Porque, ya me dirán ustedes si defender, como hace el articulista, que el TC se cargara de un plumazo la LOAPA, que era precisamente la ley que ponía límites a la facultad legislativa de las autonomías, rebajar el techo de sus competencias y someter su jurisdicción a la del Estado; ha sido provechoso para España y los españoles. ¡Cuántos dolores de cabeza, cuántas barrabasadas y cuántos Estatutos nos hubiéramos evitado! Pero no se queda en chiquitas el defensor de las sentencias del TC, cuando juzga un gran acierto aquella sentencia que validó la expropiación de Rumasa por decreto ley; al parecer, para este periodista, el robo que le hicieron al señor Ruiz Mateos y a su familia, al que apoyaban sus propios trabajadores (hecho inédito en el mundo empresarial), fue un procedimiento adecuado y no una alcaldada del PSOE, un intento de prescindir de las leyes mercantiles y una patada al estómago de los procedimientos usuales para resolver los problemas reales o supuesto de una sociedad mercantil. Pero, donde más se ha lucido, donde ha dejado su impronta como progresista de pro, ha sido cuando

ha declarado, sin ambages, que la probación por el TC de los tres supuestos de ampliación del aborto ( supongo que el que más le ha “molado” ha sido el caso “terapéutico” el que se introdujo para que sirviera de coladero legal para toda madre que no quisiera hacerse cargo de las responsabilidades de sus actos). Supongo que el señor Soria estará encantado con las consecuencias que se han deriva de aquella absurda, criminal y descabellada interpretación de la Constitución que jueces adictos al PSOE no tuvieron inconveniente en validar. Seguramente estará satisfecho de que cientos de miles de inocentes criaturas vayan a parar a las basuras de las clínicas abortistas.

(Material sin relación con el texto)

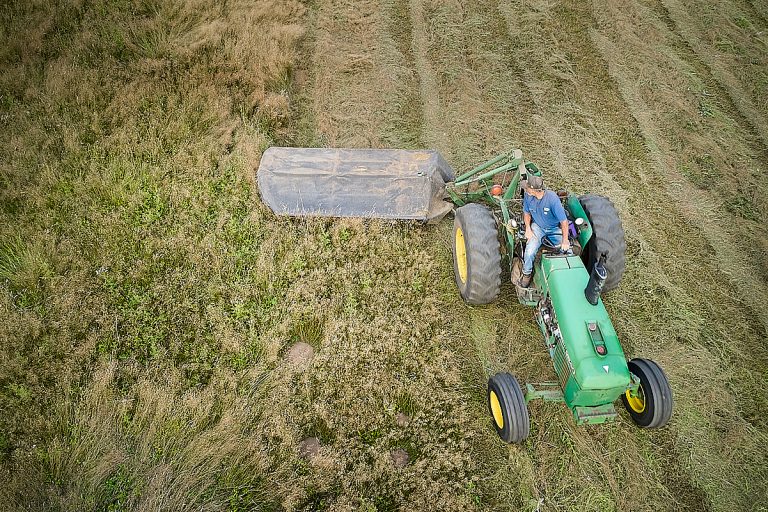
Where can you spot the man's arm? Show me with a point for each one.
(566, 245)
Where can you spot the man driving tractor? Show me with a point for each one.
(544, 216)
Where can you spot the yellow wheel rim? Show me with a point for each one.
(461, 255)
(636, 403)
(496, 410)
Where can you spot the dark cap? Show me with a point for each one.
(534, 182)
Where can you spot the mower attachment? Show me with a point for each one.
(376, 183)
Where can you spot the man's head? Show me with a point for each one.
(534, 186)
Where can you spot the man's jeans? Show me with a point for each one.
(554, 235)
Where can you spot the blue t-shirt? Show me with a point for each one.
(547, 212)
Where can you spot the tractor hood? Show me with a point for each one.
(566, 279)
(377, 183)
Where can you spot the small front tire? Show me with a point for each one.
(651, 406)
(509, 411)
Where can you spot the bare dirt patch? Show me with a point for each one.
(300, 354)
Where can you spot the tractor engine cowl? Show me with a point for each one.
(585, 350)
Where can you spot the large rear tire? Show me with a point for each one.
(651, 407)
(476, 257)
(509, 412)
(607, 238)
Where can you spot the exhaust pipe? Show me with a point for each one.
(596, 282)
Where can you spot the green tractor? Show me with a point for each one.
(488, 234)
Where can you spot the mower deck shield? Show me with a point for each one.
(375, 183)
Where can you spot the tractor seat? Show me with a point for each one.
(548, 248)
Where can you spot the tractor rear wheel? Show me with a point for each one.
(476, 257)
(607, 238)
(651, 406)
(508, 409)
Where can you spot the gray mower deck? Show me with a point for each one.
(377, 183)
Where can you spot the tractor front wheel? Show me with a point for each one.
(476, 257)
(651, 406)
(509, 412)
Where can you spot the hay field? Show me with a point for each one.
(150, 305)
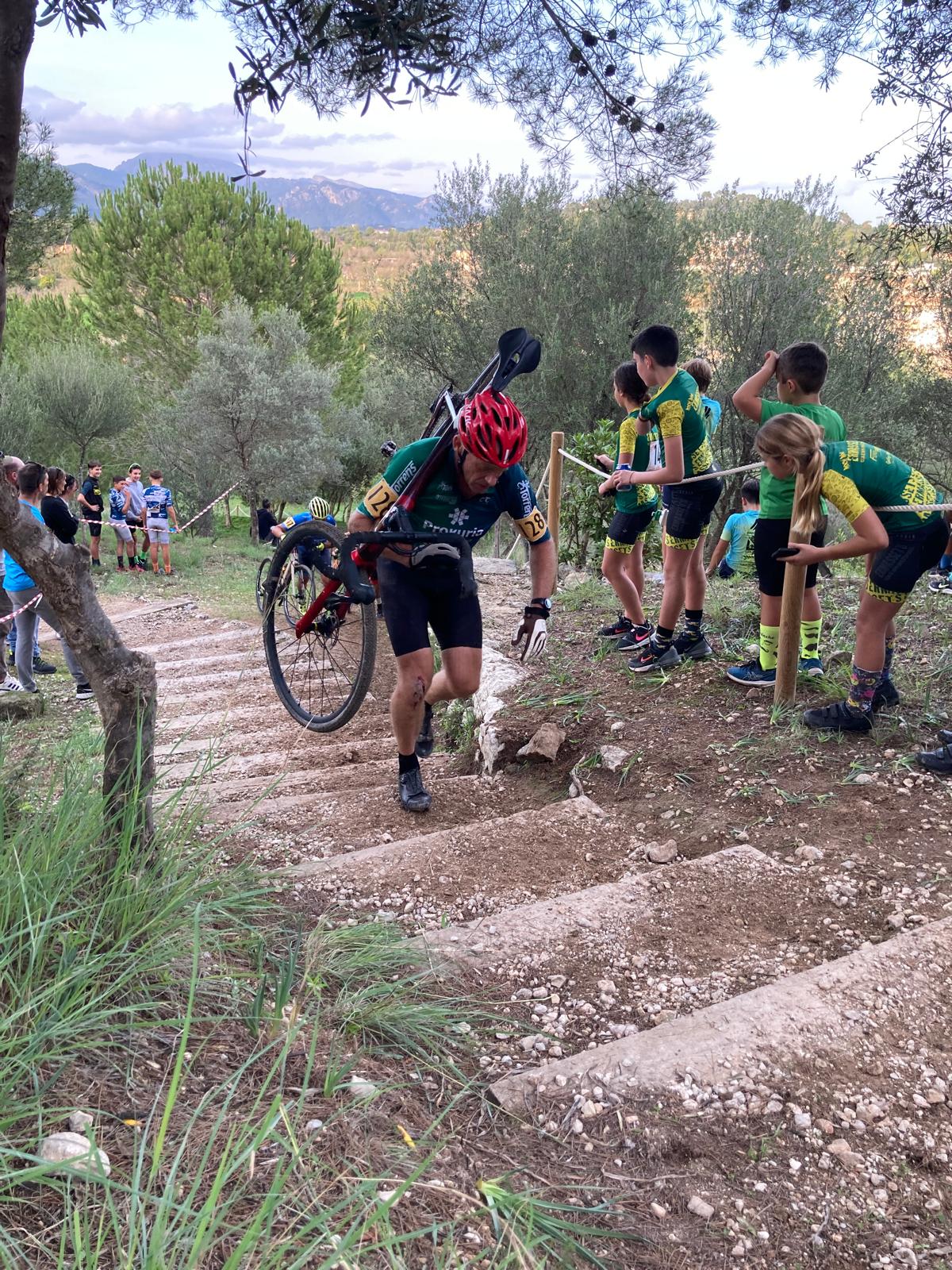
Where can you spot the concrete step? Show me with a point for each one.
(511, 856)
(306, 752)
(831, 1007)
(267, 799)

Y, por si faltara algo que nos acabara de predisponer en contra de las curiosas e inconstitucionales actuaciones de un tribunal pergeñado, específicamente, para que defendiera los contenidos institucionales; este TC, tan condescendiente con los separatismos, no tuvo mejor idea que declarar la constitucionalidad de la famosa “Llei de Nortmalitzasio Lingüística de Catalunya” o sea, la más grave, contradictoria y absurda medida en contra de la libertad de los padres a escoger la forma en la que deben ser educados sus hijos y el más eficaz procedimiento ( a la vista está) para convertir el castellano, en aquellas autonomías en las que, por aspiraciones independentistas, deseos secesionistas y sentimientos antiespañolistas; en un símbolo de la soberanía española al que era preciso erradicar, para obligar a la población residente a una inmersión en el idioma vernáculo, con un trascendental e irreparable perjuicio para los jóvenes que, por sus deficientes conocimientos del castellano, se verán obligados a reducir sus aspiraciones laborales al pequeño territorio de la autonomía. ¿Les parece a ustedes que tenemos algo que celebrar? Me temo que hoy debiéramos estar tristes, lamentarnos por aquella Constitución de 1978, que nos dimos para garantizar nuestras libertades, y que ha sido manipulada por ZP y el PSOE para adecuarla de hecho a sus espurios fines federalistas y partidistas. Ya decía el satírico Quevedo aquello de: “Menos mal hacen los delincuentes, que un mal juez”, no digamos lo que puede llegar a ocurrir, si los malos juzgadores son legión.